Further, in a preferred embodiment, the second historical task includes at least two second historical subtasks representing the same type of monitoring scene, obtains any one of the second historical subtasks, and transcribes any one of the second historical subtasks into a second monitoring template according to the monitoring layer directory, the temporal filtering parameter, and the spatial filtering parameter; and loading a target dynamic layer, a time filtering parameter and a space filtering parameter matched with the second monitoring sub-requirement according to a second monitoring template to obtain a second monitoring task.

and loading different target dynamic layers corresponding to each monitoring scene data by setting different time filtering parameters and space filtering parameters according to the second monitoring template to obtain a second monitoring task.

Further, the monitoring demand also comprises a monitoring object.

and determining the monitoring object identifier contained in the dynamic layer after the association function, and calling an address access function to access the monitoring object from the second monitoring task.

In addition, more specifically, the step of expanding the third history task to obtain a third expanded task, and the step of transcribing the third expanded task into a third expanded template includes:

determining a monitoring object to be expanded, a quantitative parameter and/or a dynamic layer in a third history task;

adjusting a third history task according to the monitoring object to be expanded, the quantitative parameters and/or the dynamic layer to generate a third expansion task; transcribing the third extended task into a third extended template.

It should be noted that, the quantization parameter includes an initial temporal parameter and an initial spatial parameter, and when the extension is performed, because the initial temporal parameter and the initial spatial parameter are changed, the extension of the monitoring template is performed by setting different temporal filtering parameters and different spatial filtering parameters.

Preferably, the setting of the spatial filtering parameter includes setting of an administrative area, a road name, and a custom spatial range.

Based on the above steps of the present application, in one possible implementation, such a result may be achieved: for example, the first historical task matched with the first monitoring sub-requirement is a monitoring task related to the Shanxi province, the monitoring task related to the Shanxi province is transcribed into a first monitoring template, and the time-space parameters of the first monitoring template are modified to obtain monitoring tasks of a plurality of provinces, including monitoring tasks of the Heilongjiang province, the Jilin province, the Liaoning province and the like. Therefore, the monitoring task finally obtained by setting the time filtering parameter and the space filtering parameter under the same type of monitoring scene based on the template, namely the task-based 'copying' is convenient and fast, and the 'copying' result is utilized to carry out 'comparison' and 'integration' of the task, so that the method is more flexible and saves time.
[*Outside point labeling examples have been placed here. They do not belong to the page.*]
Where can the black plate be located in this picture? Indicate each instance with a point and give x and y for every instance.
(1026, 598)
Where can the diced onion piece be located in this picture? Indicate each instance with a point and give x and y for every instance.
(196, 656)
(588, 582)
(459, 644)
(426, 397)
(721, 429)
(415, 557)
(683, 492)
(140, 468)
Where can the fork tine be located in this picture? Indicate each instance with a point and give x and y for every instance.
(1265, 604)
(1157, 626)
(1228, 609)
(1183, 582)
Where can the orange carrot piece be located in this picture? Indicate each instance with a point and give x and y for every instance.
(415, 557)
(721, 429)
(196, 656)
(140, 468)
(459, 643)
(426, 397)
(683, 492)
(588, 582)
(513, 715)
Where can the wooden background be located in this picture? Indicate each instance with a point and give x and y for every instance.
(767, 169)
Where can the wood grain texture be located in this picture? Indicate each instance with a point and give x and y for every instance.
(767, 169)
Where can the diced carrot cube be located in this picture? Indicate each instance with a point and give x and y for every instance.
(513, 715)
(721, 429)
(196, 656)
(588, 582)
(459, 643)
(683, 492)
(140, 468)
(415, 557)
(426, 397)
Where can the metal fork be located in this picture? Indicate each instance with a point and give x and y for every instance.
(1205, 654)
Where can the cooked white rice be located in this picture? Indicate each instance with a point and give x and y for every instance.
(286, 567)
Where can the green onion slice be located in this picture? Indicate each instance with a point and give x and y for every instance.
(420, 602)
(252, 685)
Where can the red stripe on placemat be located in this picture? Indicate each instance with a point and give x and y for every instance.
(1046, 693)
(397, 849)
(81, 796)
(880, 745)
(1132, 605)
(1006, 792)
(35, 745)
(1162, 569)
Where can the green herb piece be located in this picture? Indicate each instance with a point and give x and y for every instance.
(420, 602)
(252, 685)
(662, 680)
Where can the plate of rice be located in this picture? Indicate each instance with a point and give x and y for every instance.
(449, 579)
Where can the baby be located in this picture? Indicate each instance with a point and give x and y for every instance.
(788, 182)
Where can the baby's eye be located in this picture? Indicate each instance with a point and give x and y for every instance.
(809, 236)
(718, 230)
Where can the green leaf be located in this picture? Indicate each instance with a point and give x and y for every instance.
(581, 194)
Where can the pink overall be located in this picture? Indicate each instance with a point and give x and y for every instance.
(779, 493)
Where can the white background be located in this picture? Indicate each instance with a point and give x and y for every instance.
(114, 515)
The application will monitoring demand is disassembled into monitoring sub-demands, the monitoring sub-demands include at least one of first monitoring sub-demands, second monitoring sub-demands and third monitoring sub-demands, wherein the first monitoring sub-demands are matched with a first historical task in a task library, the second monitoring sub-demands are matched with a second historical task in the task library, and the third monitoring sub-demands are matched with a third historical task in the task library The time filtering parameter and the space filtering parameter respectively obtain a first monitoring task, a second monitoring task and a third monitoring task, and then the first monitoring task, the second monitoring task and/or the third monitoring task are called, so that different monitoring applications can be comprehensively met. By adopting the method and the device, the historical tasks related to the monitoring demands can be acquired under the condition that new tasks are not constructed facing new monitoring demands, the historical tasks are copied and expanded to be transcribed into corresponding monitoring templates, and the dynamic layers, the time filtering functions and the space filtering functions corresponding to each monitoring sub-demand are loaded according to the corresponding monitoring templates, so that the elasticity and the flexibility of dynamic road network operation monitoring are greatly improved, and the dynamic operation monitoring of the road network is more comprehensive, accurate and convenient. The method and the device also adjust the monitoring subject task according to the monitoring object to be expanded, the quantitative parameter and/or the dynamic layer to generate the expanded subject task, so that the method and the device can better adapt to the development and change of the monitoring service. In summary, the method provided by the application can meet the scene requirements of wider and more complex road network operation monitoring services, and greatly reduces the operation difficulty of monitoring task customization and generation.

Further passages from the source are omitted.